Yaklaşık 8 ay önce, 1994’ten bu yana sürdürdüğünüz Belediye Başkanlığı görevinizi, Yerel Seçimler sonucunda seçilen yeni isme bıraktınız. Yapılan seçimle ilgili bazı kuşkularınız ve itirazlarınız vardı. Bu itirazlardan bir sonuç alabildiniz mi ve kuşkularınızın tamamıyla bittiğini söyleyebilir misiniz?
Bütün yasal haklarımı kullandım. Çünkü seçimin şaibeli olduğuna inanıyorum. İlk gün de aynı demeci vermiştim. Bu seçim şaibeli bir seçimdir. Seçimi kaybetmedim, seçimi elimden bir takım güçler aldılar. Buna yürekten inanıyorum ve bu inancım asla değişmeyecek. Öyle zannediyorum ki, Ereğli’de yaşayan çoğunluk da, benimle aynı düşüncede. Yasal süreçlerin hepsinden geçtik. Hatta en son Anayasa Mahkemesi’ne bireysel başvuru hakkımı kullandım. Ancak oradan henüz elime müspet ya da menfi bir yanıt gelmedi. Bu saatten sonra gelir mi diye sorarsanız. Gelmeyebilir de. Süreç ilerlemiş vaziyette. Ancak ben içimin rahat olması için hukuk arayışını sonuna kadar sürdürdüm. En son bireysel başvuru hakkımı da kullandım. Şu ana kadar da o konuda herhangi bir bilgi gelmedi Anayasa Mahkemesi’nden.
. Görevinizin sona ermesinden bu yana, yaşamınız nasıl ilerliyor? Hiç kuşku yok ki, 1994’ten bu yana günleriniz oldukça yoğun bir tempoda geçiyordu. Şimdi neler yapıyorsunuz?

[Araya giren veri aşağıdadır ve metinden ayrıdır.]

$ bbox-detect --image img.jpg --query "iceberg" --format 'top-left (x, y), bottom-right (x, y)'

Yaşamım tabii ki sakin bir şekilde geçiyor. Çünkü 20 yıl boyunca çok hareketli günler yaşadık. Gerçekten elimden geldiğince bir hakkın, görevin en iyi şekilde yapılabilmesi için olağanüstü gayret sarf ediyor idim. Ne gecem ne gündüzüm vardı. Sadece yapmam gereken resmi işler değil aynı zamanda vatandaşın özel işleriyle de bilfiil ilgileniyor idim. Her akşam bir düğünde ya da cenazede, sürekli hareket halindeydim. Belediye Başkanlığından ayrıldıktan sonra sakin bir hayat yaşamaya başladım. Hatta dinlendim ve beni görenler ‘Gençleşmişsin’ diyorlar. Tabii ki sizin her gün kapınıza gelen, her gün talepleri olan insanlar, bir takım stresli olaylar, günlük uykunuzu alamayışınız gibi şeyler sağlık bakımından da insanı sıkıntıya sokuyordu. Ama şu anda çok sakin bir yaşam izliyorum. Şu anda içinde bulunduğumuz bürodayım, buraya arkadaşlarımız geliyor, siyasetçiler geliyor, sade vatandaşlar geliyor.
Her gün günlük konuları konuşuyoruz. Yine Ereğli’den ve Ereğli’nin sorunlarından bahsediyoruz. Bir taraftan da, -bunun adına eğer siyaset deniliyorsa, siyaset yapmaya da devam ediyoruz. Ancak bir özelliğim var; Belediye seçimlerinin üzerinden 7-8 aylık bir süre geçmesine rağmen, bugüne kadar Belediye hakkında hiçbir yorumda bulunmadım. Bir müddet daha bulunmayacağım. Bir yıl doluncaya kadar hiçbir yorumda bulunmama niyetindeyim. Bir yıllık bir zaman tanıyorum kendilerine. Şu anda Ereğli’de neler yapılıp yapılmadığını, faydalı bir çalışma olup-olmadığı noktasında Ereğli’de zaten kanaat hasıl olmuş vaziyette. Hiçbir şey yapılmadığı ortadadır. Hatta herhangi bir işlem yapmak değil, yapılanları yıkmak gibi bir çaba içerisinde olduklarını da net bir şekilde görüyorum. Ve burada kendi arkadaşlarımızla, dostlarımızla birlikte, bizi ziyaret edenlerle birlikte, Ereğli’nin ve Zonguldak’ın geleceğinde yine söz sahibi olabilmek için bir takım siyasi hazırlıklar içerisine girmiş bulunmaktayım.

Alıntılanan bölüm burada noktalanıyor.